I really dislike this phase of game making…where you have to make the menus and cross your fingers that everything holds together. I’ve created the menus in a new fashion this time; instead of making them within the Spirits file, I’ve created two separate games and will merge them together once done. This allows me to compile the “menu game” much faster instead of compiling Spirits of Metropolis every time I want to see a menu in action. As a result, I’ve managed to get menus looking much swankier. The below shots are without particle effects; they’ll look much better once I merge the two games together:
So, I have the 110+ levels done, now just to get the options menu and rewards thingy tied in. This is going to be the most tedious part of the game making process…I hate every step of it. But, it has to be done, and I want to do it within one week. So, wish me luck!
Good luck, then. It’s the final stretch, so just keep thinking about the finished product.
Also, I really like the luminosity of the text in those menus; how did you achieve that effect?
There were two ways I did this. The menus are “faked” in that all the text in the second picture was lighted using Photoshop, then having option highlights appear underneath (seen in the first pic). I then set the text to a bm_add alpha channel and I’m done!
The big “Spirits of Metropolis” logo is done in real time. It starts out very bright and blurry before refocusing and ending up like you see in the pic. I did this by having two sprites…one sharp, another one super blurry. Then, I set both images as a bm_add alpha channel. Next, I placed two blurry logos within the sharp Spirits logo…one on top, and one on bottom. As I subtract the alpha from the top blurry logo to make it disappear, I add alpha to the sharp logo to make it appear. The back alpha blurry channel stays how it is. The result is what you see in the pic…it looks neater in motion.

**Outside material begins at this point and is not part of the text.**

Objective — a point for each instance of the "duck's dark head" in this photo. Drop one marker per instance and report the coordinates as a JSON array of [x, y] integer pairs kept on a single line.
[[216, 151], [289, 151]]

Hope that makes sense…I’m horrible at explaining things, hah.
Oh man, this is going to be sweet. I think the login idea will be great, plus it looks pretty swanky too. 🙂
How big are both the menu and the actual game together in terms of file size? I suppose it doesn’t matter as it’s a commercial game, but I’d still be curious to know.
Those are pretty snazztastic.
In terms of MB, probably around 45 to 50 megs. Custom levels will run around 2 megs apiece, as they are a bitmap file and a special game maker file.
That’s cool. Though, I’m a little worried about the large custom levels, but I suppose that can’t be helped.
I did consider doing custom levels via code, but there are some security issues involved with that. For one thing, the levels I churn out will be “official Vertigo Games levels” so they’ll be watermarked and you’ll get a medal for beating fifty of them. That would be impossible to do via text-based code editors.
The one regret I do have is that Game Maker can only export BMP files. So the preview image hovers around a meg in itself. Thankfully it compresses rather nicely when using a zip file.
Lovely. I could buy this game just for the scenery, even if I didn’t know how good the gameplay is.
You explained fine, and the effort is worth it; it does look fantastic. Can’t friggin’ wait for this game. =D
hi congratulation.
publishing a game itself regardless of results and revenues is a success.
all games do not have the ability to publish!!! 😀
but as a friendly message i want to say take care of main exe because big EXE files load slowly on machine’s ram (vivid conseptions)
use external files and load them at runtime it’s fast even if you load of them at startup.
but for sequrity encode your files.
and if you hate menu making as much as i hate. create scripts that do much of that for you and just add or change elements for each game.